Bio: Ravinder Dahiya is Professor of Electronics and Nanoengineering and Engineering and Physical Sciences Research Council (EPSRC) Fellow in the School of Engineering at University of Glasgow. He is the Director of Electronic Systems Design Centre (ESDC) and the leader of Bendable Electronics and Sensing Technologies (BEST) group. His group conducts fundamental research on high-mobility materials based flexible electronics and electronic skin, and their application in robotics, prosthetics and wearable systems.
Prof. Dahiya has published more than 250 research articles, 4 books (3 at various publication stages), and 12 patents (including 7 submitted). He has given more than 110 invited/plenary talks. He has led many international projects (> £20M) funded by European Commission, EPSRC, The Royal Society, The Royal Academy of Engineering, and The Scottish Funding Council.
He is President-Elect and Distinguished Lecturer of IEEE Sensors Council and is on the Editorial Boards of Scientific Reports (Nature Group), and IEEE Sensors Journal. He is also the editor of Cambridge Elements on Flexible and Large Area Electronics. He was the Technical Program Co-Chair (TPC) for IEEE Sensors Conference in 2017 and 2018. He is the General Chair of 2019 IEEE International Conference on Flexible and Printable Sensors and Systems (IEEE FLEPS) and IEEE ICECS 2019.
Prof. Dahiya holds EPSRC Fellowship and in past he received Marie Curie Fellowship and Japanese Monbusho Fellowship. He has received several awards and most recent among them are: 2018 Elektra award for best university research in the UK, 2016 IEEE Sensor Council Technical Achievement Award, the 2016 Microelectronic Engineering Young Investigator Award (Elsevier) and 2016 Scottish 40UNDER40.

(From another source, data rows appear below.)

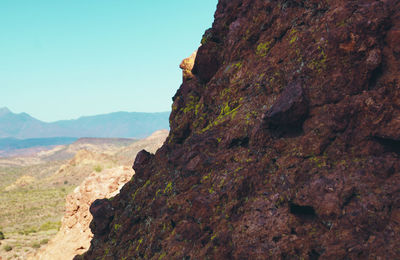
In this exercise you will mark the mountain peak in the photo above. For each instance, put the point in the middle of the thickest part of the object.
(4, 111)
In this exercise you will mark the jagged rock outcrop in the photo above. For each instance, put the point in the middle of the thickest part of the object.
(74, 235)
(284, 145)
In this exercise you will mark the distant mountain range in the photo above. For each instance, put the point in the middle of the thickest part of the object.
(118, 124)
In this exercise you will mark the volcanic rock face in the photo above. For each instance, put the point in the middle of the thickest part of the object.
(92, 198)
(284, 145)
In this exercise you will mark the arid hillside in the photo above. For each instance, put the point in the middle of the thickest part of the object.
(34, 187)
(284, 142)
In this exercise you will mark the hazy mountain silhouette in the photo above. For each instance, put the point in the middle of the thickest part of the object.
(118, 124)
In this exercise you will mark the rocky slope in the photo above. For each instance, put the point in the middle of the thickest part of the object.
(74, 235)
(285, 144)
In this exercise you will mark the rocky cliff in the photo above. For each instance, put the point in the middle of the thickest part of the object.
(284, 144)
(74, 235)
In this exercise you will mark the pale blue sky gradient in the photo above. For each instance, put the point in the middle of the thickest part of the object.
(61, 59)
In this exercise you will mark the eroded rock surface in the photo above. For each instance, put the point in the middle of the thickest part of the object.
(91, 197)
(234, 182)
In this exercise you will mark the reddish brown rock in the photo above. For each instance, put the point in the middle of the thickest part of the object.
(233, 181)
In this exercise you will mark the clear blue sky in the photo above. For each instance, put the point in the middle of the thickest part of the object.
(61, 59)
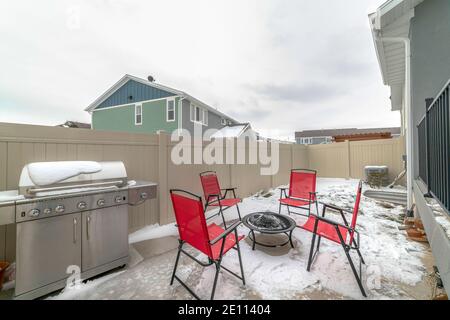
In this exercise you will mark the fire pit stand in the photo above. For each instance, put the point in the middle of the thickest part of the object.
(269, 223)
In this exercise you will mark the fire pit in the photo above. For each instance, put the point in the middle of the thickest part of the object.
(269, 223)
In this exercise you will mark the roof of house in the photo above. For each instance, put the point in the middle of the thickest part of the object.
(232, 131)
(176, 92)
(341, 132)
(75, 124)
(392, 20)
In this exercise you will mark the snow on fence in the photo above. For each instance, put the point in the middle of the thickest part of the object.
(148, 157)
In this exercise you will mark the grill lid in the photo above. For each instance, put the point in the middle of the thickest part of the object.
(59, 176)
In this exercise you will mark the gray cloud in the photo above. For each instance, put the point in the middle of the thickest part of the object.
(311, 59)
(307, 93)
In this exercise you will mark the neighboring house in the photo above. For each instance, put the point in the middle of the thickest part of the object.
(412, 41)
(75, 124)
(138, 105)
(309, 137)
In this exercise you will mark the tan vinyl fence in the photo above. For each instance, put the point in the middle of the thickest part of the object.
(348, 159)
(148, 157)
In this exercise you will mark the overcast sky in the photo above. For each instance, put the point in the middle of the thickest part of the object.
(281, 65)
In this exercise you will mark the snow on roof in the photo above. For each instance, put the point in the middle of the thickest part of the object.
(234, 131)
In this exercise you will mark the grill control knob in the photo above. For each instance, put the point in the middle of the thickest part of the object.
(34, 212)
(82, 205)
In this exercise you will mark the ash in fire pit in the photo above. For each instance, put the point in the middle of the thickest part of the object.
(267, 221)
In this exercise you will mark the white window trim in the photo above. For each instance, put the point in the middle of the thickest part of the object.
(136, 114)
(167, 110)
(202, 112)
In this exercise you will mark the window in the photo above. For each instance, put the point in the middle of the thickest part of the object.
(306, 140)
(138, 114)
(170, 110)
(199, 115)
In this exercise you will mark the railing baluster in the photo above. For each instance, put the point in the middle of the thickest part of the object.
(434, 147)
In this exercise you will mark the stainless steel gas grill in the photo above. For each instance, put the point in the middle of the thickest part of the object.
(71, 214)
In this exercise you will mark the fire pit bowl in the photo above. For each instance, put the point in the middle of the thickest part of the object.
(269, 223)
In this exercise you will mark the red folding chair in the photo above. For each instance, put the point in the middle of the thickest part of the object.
(211, 239)
(343, 234)
(213, 195)
(302, 191)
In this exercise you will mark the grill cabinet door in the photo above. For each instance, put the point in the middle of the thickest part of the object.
(105, 236)
(45, 248)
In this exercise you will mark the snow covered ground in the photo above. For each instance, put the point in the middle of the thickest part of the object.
(395, 267)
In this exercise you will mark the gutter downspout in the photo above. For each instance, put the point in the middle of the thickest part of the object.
(180, 115)
(409, 118)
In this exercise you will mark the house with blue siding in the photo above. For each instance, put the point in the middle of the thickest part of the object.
(142, 106)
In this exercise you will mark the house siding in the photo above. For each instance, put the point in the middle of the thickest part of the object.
(123, 118)
(430, 70)
(138, 91)
(430, 60)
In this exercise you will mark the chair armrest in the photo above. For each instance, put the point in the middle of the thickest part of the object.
(214, 196)
(311, 195)
(283, 190)
(334, 223)
(326, 205)
(226, 233)
(229, 189)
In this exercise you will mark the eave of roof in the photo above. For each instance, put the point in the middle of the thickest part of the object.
(392, 20)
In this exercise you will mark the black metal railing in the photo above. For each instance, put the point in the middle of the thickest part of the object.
(434, 147)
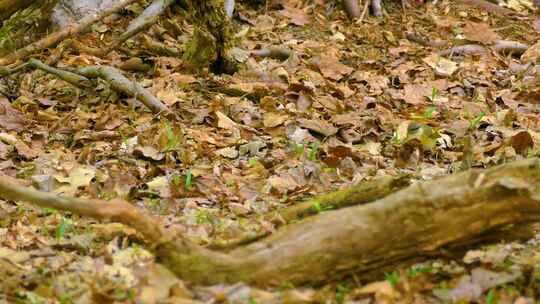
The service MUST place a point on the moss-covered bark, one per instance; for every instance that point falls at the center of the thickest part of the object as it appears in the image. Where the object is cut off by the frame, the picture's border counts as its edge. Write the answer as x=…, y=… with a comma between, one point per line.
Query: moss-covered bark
x=8, y=7
x=27, y=23
x=212, y=39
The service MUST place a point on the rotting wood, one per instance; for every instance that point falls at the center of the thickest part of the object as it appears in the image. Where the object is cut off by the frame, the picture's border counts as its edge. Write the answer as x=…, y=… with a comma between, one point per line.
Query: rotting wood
x=418, y=220
x=58, y=36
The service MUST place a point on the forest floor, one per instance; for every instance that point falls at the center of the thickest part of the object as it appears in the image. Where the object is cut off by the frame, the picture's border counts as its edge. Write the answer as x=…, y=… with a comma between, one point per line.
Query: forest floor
x=349, y=102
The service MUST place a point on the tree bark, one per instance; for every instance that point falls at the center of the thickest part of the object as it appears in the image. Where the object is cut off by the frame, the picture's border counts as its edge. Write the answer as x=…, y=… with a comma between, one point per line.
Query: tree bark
x=212, y=39
x=8, y=7
x=419, y=220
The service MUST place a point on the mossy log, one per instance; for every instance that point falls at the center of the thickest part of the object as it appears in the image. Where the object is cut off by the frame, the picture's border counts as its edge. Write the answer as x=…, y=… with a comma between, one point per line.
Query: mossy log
x=8, y=7
x=212, y=39
x=416, y=221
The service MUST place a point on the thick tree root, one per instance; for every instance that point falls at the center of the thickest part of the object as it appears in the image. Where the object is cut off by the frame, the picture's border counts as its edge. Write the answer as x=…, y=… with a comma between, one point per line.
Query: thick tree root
x=8, y=7
x=419, y=220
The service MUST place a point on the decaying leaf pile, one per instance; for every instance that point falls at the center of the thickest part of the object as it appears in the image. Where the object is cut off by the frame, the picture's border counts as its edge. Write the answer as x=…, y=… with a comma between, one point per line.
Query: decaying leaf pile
x=318, y=103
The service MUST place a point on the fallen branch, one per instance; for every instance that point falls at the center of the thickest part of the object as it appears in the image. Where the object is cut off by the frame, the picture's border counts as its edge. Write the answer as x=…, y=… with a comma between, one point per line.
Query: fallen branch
x=514, y=47
x=376, y=7
x=418, y=220
x=276, y=52
x=70, y=77
x=58, y=36
x=8, y=7
x=146, y=19
x=120, y=83
x=489, y=7
x=500, y=46
x=351, y=8
x=360, y=193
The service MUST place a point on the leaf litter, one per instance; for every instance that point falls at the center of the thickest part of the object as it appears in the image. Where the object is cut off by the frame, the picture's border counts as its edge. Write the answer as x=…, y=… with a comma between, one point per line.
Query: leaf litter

The miniaturization led advances in microelectronics over 50 years have revolutionized our lives through fast computing and communication. Recent advances in the field are propelled by applications such as robotics, wearable systems, and healthcare etc. through More than Moore technologies. Often these applications require electronics to conform to 3D surfaces and this calls for new methods to realize devices and circuits on unconventional substrates such as plastics and paper. This lecture will present various approaches (over different time and dimension scales) for obtaining distributed electronics and sensing components on soft and flexible substrates, especially in context with tactile or electronic skin (eSkin). These approaches range from distributed off-the-shelf electronics, integrated on flexible printed circuit boards to advanced alternatives such as e-skin by printed nanowires, graphene and ultra-thin chips, etc. The energy autonomy and large data handling are other critical factors that require attention for the effective use of eSkin. This lecture will also present the recent advances in this direction through energy autonomous and neuromorphic eSkin.